The presidential nomination race has been especially soap operatic this year, from the fierce millennial vs. Gen X showdown between Bernie Sanders and Hillary Clinton to the all-out war that the Republican contest has become. Much like your favorite TV show, it's been a lot of fun to follow. But there is another equally, if not more, important election that everyone should be following: the fight for congressional seats.
Every two years, one-third of the Senate and the entire House of Representatives are up for reelection, and in this wildly unpredictable presidential election, the congressional races are even more important than ever. Outlier candidates like Bernie Sanders and Donald Trump, whose policies and ideals fall pretty far outside the typical scope of their respective parties, are the reason that reelecting the same representatives won't be enough this year. President Obama, who is a fairly moderate Democrat and has shown time and time again that he is willing to work with both sides of the aisle, has still faced major opposition at every turn. Even five years after it passed, the Republicans are still trying to overturn the Affordable Care Act, wasting time and refusing to move forward with new legislation to fix the country.

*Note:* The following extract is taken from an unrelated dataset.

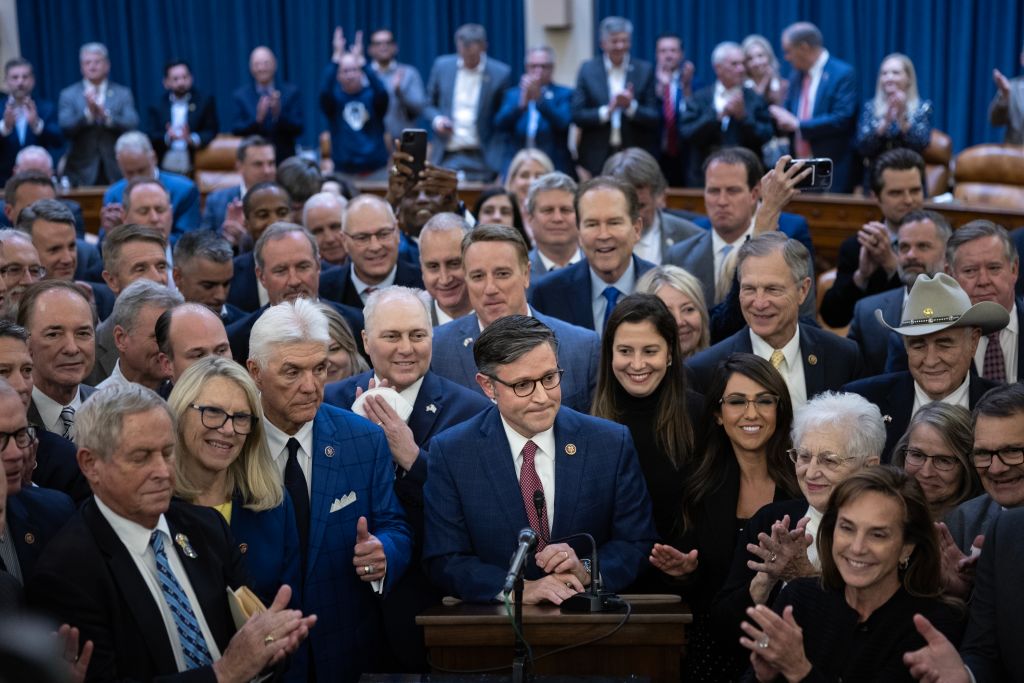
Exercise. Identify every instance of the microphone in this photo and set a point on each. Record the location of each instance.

In the admittedly unlikely event of a Sanders vs. Trump general election in November, reelecting the political establishment will mean that very little of the president's policies will be able to pass through Congress. The intense partisanship would likely only get worse if Sanders were to win the presidency, because a big chunk of his own party doesn't even support his plans, never mind the GOP. And for a hypothetical President Trump to ever accomplish any of his proposals, Congress would need a lot more far-right representatives.

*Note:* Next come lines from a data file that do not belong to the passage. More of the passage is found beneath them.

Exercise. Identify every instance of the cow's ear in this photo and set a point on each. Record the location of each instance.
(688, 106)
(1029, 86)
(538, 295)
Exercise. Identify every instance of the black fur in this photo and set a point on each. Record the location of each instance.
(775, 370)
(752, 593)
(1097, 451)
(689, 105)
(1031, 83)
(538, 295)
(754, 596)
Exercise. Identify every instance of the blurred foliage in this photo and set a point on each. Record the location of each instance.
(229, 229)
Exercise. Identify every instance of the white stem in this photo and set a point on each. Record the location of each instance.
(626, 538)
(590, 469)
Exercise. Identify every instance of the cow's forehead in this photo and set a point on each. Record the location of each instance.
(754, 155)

However, even if Washington establishment candidates Hillary Clinton and Ted Cruz face off in the fall, reelecting many of the same Congresspeople still wouldn't work. Congress has suffered under the weight of its own partisanship in the last several years, causing some of the most unproductive sessions in the history of the country. Putting the same people who have created the bitter political stalemate back on the Hill for another two or six years won't be a step forward, but a further stagnation of progress.

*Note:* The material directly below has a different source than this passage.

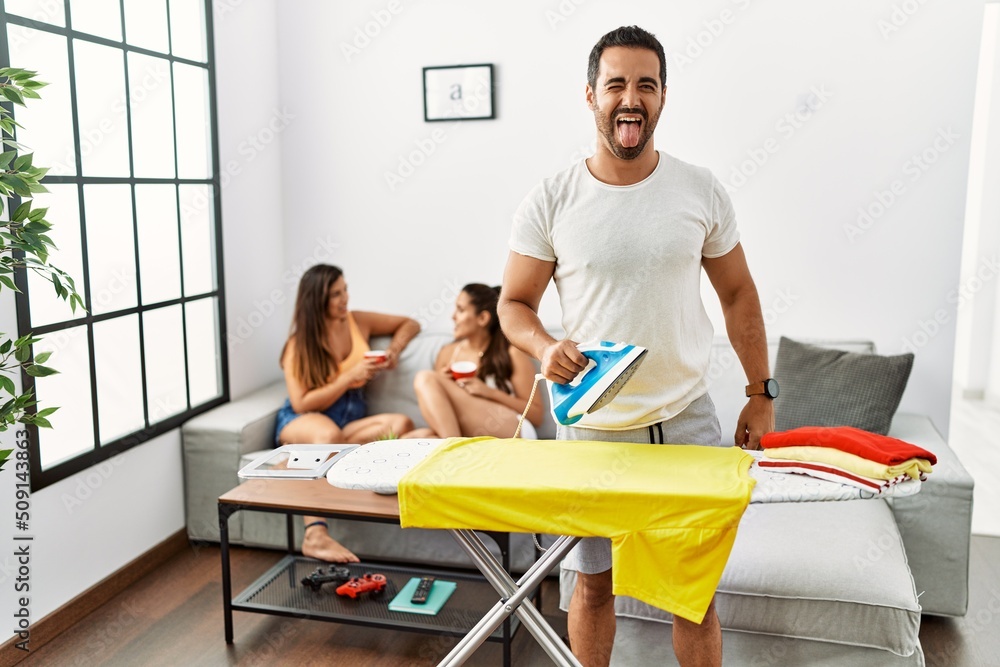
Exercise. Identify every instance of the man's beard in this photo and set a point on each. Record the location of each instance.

Elections for senators and representatives typically aren't as enticing or dramatic as the presidential race, at least partly because local and regional media aren't as closely followed as national news. But that doesn't mean you shouldn't be paying attention and actively searching for the best candidate to support in your state. Congress and the president are meant to work together, not be at odds on every single issue. So start searching for the congressional candidates who would complement your chosen presidential candidate. That way, the country can hopefully see real change in Washington in the fall.